@AM-Gamer:
My comment wasn't directed at PS4 vs PS4 comparisons. It was at PC vs PS4 for "graphics king." Naturally, PS4 exclusives should have better graphics than their multiplats, whether it's because they mostly consist of linear "cinematic" 30 fps corridor adventure shooters, or because they are Sony's first party IP's. I don't care how talented the devs are, you have to sacrifice a lot to produce decent visuals on low end hardware. "Graphics Kings" don't sacrifice anything. Crysis didn't in 2007.

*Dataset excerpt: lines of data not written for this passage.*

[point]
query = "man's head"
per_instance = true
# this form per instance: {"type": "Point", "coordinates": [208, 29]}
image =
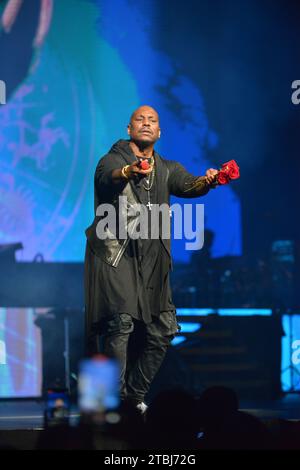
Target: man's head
{"type": "Point", "coordinates": [144, 126]}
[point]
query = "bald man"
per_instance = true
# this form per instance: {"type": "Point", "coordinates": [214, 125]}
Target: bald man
{"type": "Point", "coordinates": [130, 314]}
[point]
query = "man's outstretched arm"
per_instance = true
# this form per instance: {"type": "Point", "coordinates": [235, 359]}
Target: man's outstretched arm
{"type": "Point", "coordinates": [184, 184]}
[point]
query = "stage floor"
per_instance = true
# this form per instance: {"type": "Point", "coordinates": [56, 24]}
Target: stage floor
{"type": "Point", "coordinates": [28, 414]}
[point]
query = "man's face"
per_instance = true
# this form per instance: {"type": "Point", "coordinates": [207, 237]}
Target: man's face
{"type": "Point", "coordinates": [144, 125]}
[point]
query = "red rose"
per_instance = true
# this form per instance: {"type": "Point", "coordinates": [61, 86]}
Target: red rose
{"type": "Point", "coordinates": [231, 169]}
{"type": "Point", "coordinates": [144, 165]}
{"type": "Point", "coordinates": [223, 177]}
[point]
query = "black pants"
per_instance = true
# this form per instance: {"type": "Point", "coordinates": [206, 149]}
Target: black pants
{"type": "Point", "coordinates": [139, 349]}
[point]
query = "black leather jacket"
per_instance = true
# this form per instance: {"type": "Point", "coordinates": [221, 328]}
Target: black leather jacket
{"type": "Point", "coordinates": [172, 179]}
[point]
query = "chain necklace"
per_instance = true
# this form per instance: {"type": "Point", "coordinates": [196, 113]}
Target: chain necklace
{"type": "Point", "coordinates": [149, 180]}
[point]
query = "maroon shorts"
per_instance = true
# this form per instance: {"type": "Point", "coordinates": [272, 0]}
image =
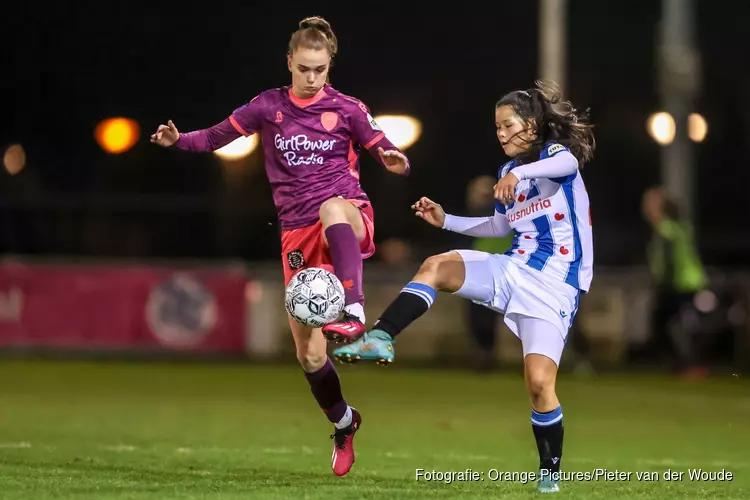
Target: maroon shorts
{"type": "Point", "coordinates": [306, 247]}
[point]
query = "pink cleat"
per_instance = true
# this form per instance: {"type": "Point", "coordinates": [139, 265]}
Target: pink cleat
{"type": "Point", "coordinates": [342, 458]}
{"type": "Point", "coordinates": [344, 331]}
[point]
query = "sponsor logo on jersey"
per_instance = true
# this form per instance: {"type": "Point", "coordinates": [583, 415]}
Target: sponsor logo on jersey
{"type": "Point", "coordinates": [296, 260]}
{"type": "Point", "coordinates": [531, 209]}
{"type": "Point", "coordinates": [373, 123]}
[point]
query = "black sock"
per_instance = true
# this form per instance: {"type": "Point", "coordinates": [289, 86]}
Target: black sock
{"type": "Point", "coordinates": [413, 301]}
{"type": "Point", "coordinates": [548, 431]}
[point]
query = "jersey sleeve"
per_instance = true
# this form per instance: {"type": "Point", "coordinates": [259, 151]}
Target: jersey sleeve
{"type": "Point", "coordinates": [364, 128]}
{"type": "Point", "coordinates": [551, 150]}
{"type": "Point", "coordinates": [248, 119]}
{"type": "Point", "coordinates": [501, 172]}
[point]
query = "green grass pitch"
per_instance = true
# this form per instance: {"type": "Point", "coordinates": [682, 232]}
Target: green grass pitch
{"type": "Point", "coordinates": [160, 431]}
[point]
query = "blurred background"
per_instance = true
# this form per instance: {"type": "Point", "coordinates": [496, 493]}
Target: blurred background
{"type": "Point", "coordinates": [112, 245]}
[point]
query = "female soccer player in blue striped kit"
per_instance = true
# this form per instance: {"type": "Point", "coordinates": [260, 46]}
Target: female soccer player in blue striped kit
{"type": "Point", "coordinates": [541, 197]}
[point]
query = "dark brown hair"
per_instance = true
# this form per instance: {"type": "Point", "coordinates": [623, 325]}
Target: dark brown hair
{"type": "Point", "coordinates": [566, 125]}
{"type": "Point", "coordinates": [314, 33]}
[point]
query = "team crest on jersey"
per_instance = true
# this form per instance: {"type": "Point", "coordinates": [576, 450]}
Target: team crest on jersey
{"type": "Point", "coordinates": [296, 260]}
{"type": "Point", "coordinates": [329, 120]}
{"type": "Point", "coordinates": [373, 123]}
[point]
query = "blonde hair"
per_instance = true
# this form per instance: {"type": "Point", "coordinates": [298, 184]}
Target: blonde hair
{"type": "Point", "coordinates": [314, 33]}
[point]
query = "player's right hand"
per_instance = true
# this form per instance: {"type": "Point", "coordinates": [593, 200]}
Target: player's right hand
{"type": "Point", "coordinates": [165, 135]}
{"type": "Point", "coordinates": [429, 211]}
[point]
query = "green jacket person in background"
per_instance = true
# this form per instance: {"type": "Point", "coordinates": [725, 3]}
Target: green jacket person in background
{"type": "Point", "coordinates": [678, 275]}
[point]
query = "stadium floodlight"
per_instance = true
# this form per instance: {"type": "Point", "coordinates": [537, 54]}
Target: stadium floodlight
{"type": "Point", "coordinates": [238, 148]}
{"type": "Point", "coordinates": [402, 130]}
{"type": "Point", "coordinates": [697, 127]}
{"type": "Point", "coordinates": [661, 127]}
{"type": "Point", "coordinates": [117, 135]}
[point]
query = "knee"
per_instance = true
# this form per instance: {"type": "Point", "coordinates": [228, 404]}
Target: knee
{"type": "Point", "coordinates": [310, 358]}
{"type": "Point", "coordinates": [540, 386]}
{"type": "Point", "coordinates": [333, 208]}
{"type": "Point", "coordinates": [431, 266]}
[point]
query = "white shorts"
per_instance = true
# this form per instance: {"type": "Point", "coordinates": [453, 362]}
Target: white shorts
{"type": "Point", "coordinates": [516, 290]}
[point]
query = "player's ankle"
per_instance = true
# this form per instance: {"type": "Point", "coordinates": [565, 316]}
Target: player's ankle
{"type": "Point", "coordinates": [380, 335]}
{"type": "Point", "coordinates": [356, 309]}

"The PS4 was built for GPU compute."
You really like those brochures don't you. GCN is quite effective at compute, it's not a PS4 exclusive feature, and at a measly 1.84 TFLOPs the PS4 was sure as hell not "built for compute." PC's can use the feature too, but for obvious reasons, haven't had the need to implement it. We don't pair dedicated graphics cards with abysmal CPUs, and until DX12 features have come to light, GPU compute in gaming has been all but ignored (GCN has had the capability for a while now). There are currently plenty of downsides to using GPGPU in real time gaming versus utilizing a capable CPU. The Infamous Devs haven't unlocked the holy grail to gaming, they have simply shuffled resources to get the results they wanted. It's not mind blowing, but you're right it is a nice feature.
7850 with some boost - Middle-low to low end in 2015.
AMD Jaguar 8 core CPU - Lower than low end. It'll get smoked by a modern i3.
8GB GDDR5 - Anything requiring this kind of frame buffer would likely require a better GPU. I know this is unified, but still.
What about the PS4 isn't low end? GP-GPU hasn't changed the hardware at all, and it isn't unique to the innate capabilities of the PS4.